As mulheres ocupam atualmente 46,4% dos 62,8 milhões de empregos formais existentes no Brasil, o equivalente a 29,1 milhões de vínculos trabalhistas regidos pela CLT. Os dados fazem parte da mais recente divulgação da Relação Anual de Informações Sociais (Rais), do Ministério do Trabalho e Emprego (MTE), que aponta ainda uma progressiva redução da diferença de gênero no mercado de trabalho formal.

Geração de empregos e redução da desigualdade

Segundo o levantamento, os homens ainda detêm 53,6% dos postos formais (33,7 milhões), mas essa margem vem diminuindo de maneira consistente. Em janeiro de 2023, por exemplo, as mulheres ocupavam apenas 44,2% das vagas com carteira, enquanto os homens somavam 55,7%.

Entre janeiro de 2023 e junho de 2026, o Brasil somou 10,1 milhões de novos empregos formais. Do total, as mulheres conquistaram a maioria dessas novas vagas: foram 5,8 milhões de admissões femininas contra 4,3 milhões para homens no período, indicando maior dinamismo e inclusão para o segmento feminino.

Perfil, setores e escolaridade dos trabalhadores

No recorte de escolaridade, chama atenção o predomínio de trabalhadores com ensino médio concluído, que representam 54% (33,7 milhões de pessoas) do universo com trabalho formal. Outros 15,2 milhões possuem ensino superior ou pós-graduação, demonstrando acesso crescente ao ensino e reflexo nas vagas formais.

A maioria dos empregos com carteira está no setor de serviços, responsável por 38,2 milhões de vagas. Em seguida aparecem comércio (10,5 milhões), indústria (9,1 milhões), construção civil (3 milhões) e agropecuária (1,8 milhão).

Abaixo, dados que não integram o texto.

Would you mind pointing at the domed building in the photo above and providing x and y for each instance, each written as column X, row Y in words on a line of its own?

Diversidade racial e faixa etária

Em termos raciais, os trabalhadores autodeclarados pardos somam 27,3 milhões, brancos são 26,8 milhões e pretos, 4,6 milhões. Há ainda 600 mil vínculos de pessoas declaradas amarelas e 239 mil indígenas. O número de cadastros sem registro de cor/raça caiu de 17,2 milhões há três anos e meio para 3,1 milhões, após campanha do MTE para ampliar a transparência dos dados.

Já em relação à faixa etária, 74% dos trabalhadores formais têm pelo menos 30 anos, mostrando predomínio da experiência entre os empregados com carteira assinada. O rendimento médio nacional ficou em R$ 4.389,49 para quem possui vínculo formal.

Próximos movimentos e desafios

A tendência é que a participação feminina siga ampliando, caso se mantenham as políticas de inclusão, fiscalização do cumprimento da legislação trabalhista e os incentivos à contratação. Analistas apontam que a redução da diferença de gênero pode trazer impactos positivos sobre consumo, produtividade e igualdade social.